Friends and families will go "Oh my god, we can't be around these people if their relationship is that toxic. I don't know what he/she sees in this person."
Think about how unhealthy behaviors in your relationship can affect you. It can put an effect on your reputation at work and town you live, mental health, and everything in general.
Few examples:
If your wife throws a tantrum by slamming cabinets and screaming because you didn't buy her Burger King, what are you going to do in this situation? Sorry dude. I wouldn't give into her behavior. Don't coddle her or anything at this moment. You better get out of the house, stay at a friend's place for a few days, and let her figure her own s**t out until both of you are ready to talk.
If your husband throws a tantrum by throwing beer bottles because you can't afford to buy him alcohol, what are you going to do in this situation? Sorry chick. Don't buy him anymore beer. Stay at a friend's place for a few days and let him figure out how he's going to deal with his own s**t.
If your boyfriend ends up in jail for his stupidity, you're not going to save him. Are you?
Sorry miss, but let him sit in jail and maybe he will learn from his mistakes one day.

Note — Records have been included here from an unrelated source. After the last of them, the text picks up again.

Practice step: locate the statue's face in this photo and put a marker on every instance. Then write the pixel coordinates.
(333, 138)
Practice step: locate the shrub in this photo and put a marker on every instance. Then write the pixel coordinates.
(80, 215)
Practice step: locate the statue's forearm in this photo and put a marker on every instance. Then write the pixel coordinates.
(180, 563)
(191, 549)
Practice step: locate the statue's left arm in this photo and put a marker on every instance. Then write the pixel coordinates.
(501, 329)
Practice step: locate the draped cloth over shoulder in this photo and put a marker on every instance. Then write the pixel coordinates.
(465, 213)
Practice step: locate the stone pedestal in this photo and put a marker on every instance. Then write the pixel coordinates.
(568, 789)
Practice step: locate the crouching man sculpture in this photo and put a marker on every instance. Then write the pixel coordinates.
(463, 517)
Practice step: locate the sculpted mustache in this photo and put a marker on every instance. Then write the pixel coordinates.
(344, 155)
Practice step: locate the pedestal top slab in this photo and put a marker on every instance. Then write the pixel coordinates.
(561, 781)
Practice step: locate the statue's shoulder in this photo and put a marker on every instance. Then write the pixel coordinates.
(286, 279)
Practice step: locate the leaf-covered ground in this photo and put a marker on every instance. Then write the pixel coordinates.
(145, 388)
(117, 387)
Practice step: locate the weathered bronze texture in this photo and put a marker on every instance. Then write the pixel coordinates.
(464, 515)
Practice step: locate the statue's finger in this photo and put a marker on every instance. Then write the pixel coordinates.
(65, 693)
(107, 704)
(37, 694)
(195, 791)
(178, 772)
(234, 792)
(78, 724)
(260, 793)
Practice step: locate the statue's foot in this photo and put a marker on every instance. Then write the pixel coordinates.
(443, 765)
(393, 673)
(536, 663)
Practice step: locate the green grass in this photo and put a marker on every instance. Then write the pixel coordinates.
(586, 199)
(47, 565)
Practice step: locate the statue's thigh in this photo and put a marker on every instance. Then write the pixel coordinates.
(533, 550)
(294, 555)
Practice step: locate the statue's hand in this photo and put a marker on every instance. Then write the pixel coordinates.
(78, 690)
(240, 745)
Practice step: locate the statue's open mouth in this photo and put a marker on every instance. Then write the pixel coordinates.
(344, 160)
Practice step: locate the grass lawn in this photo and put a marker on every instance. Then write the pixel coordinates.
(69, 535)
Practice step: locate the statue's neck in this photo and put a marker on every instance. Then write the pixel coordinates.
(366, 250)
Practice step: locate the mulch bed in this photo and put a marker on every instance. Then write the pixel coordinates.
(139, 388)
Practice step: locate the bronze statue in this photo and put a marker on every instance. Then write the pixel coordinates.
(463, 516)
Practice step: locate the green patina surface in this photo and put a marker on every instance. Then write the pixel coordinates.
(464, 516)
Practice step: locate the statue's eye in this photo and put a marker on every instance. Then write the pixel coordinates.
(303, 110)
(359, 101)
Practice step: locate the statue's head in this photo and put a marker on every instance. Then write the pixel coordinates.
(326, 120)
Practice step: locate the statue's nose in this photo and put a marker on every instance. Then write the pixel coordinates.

If your girlfriend sent to jail for her stupidity, you're not going to save her. Are you?
Sorry sir, let her sit in jail then maybe she will learn from her mistakes one day.
What would you do if your insecure partner treats retailers, waitresses/waiters, artists, and service workers like s**t?
How many times are you going to sit here and watch your loved ones do stupid s**t behind your back?
What are you going to do if your relationship shatters because you allowed these bad habits and behaviors to continue?
We've been too forgiving for way too long that we've mislead being nice, helping, and being overly giving to toxic people which that caused by enabling them. That is how you end up with spoiled moochers, cheaters, backstabbers, or users because you are letting them think it's okay to take you for granted with manipulation and disrespect. You chose to let them walk all over you. You need to speak up, put your foot down, and give them consequences for their actions. You need to set boundaries and limitations with some people.
It doesn't come and go by mental illness, medical issues, or disabilities. I don't believe that it should be used as an excuse to be rude and disrespectful. I believe that behaviors are choices. You can't make excuses for bad behavior. They are choosing to act that way. They don't lie, cheat, and backstab by chance. They lie, cheat, and backstab by choice.
You need to communicate and have serious discussions about boundaries or they will keep on walking all over you. The more you give, the more worse things get. It's better to cut the cord & break the cycle, than get used up like trash.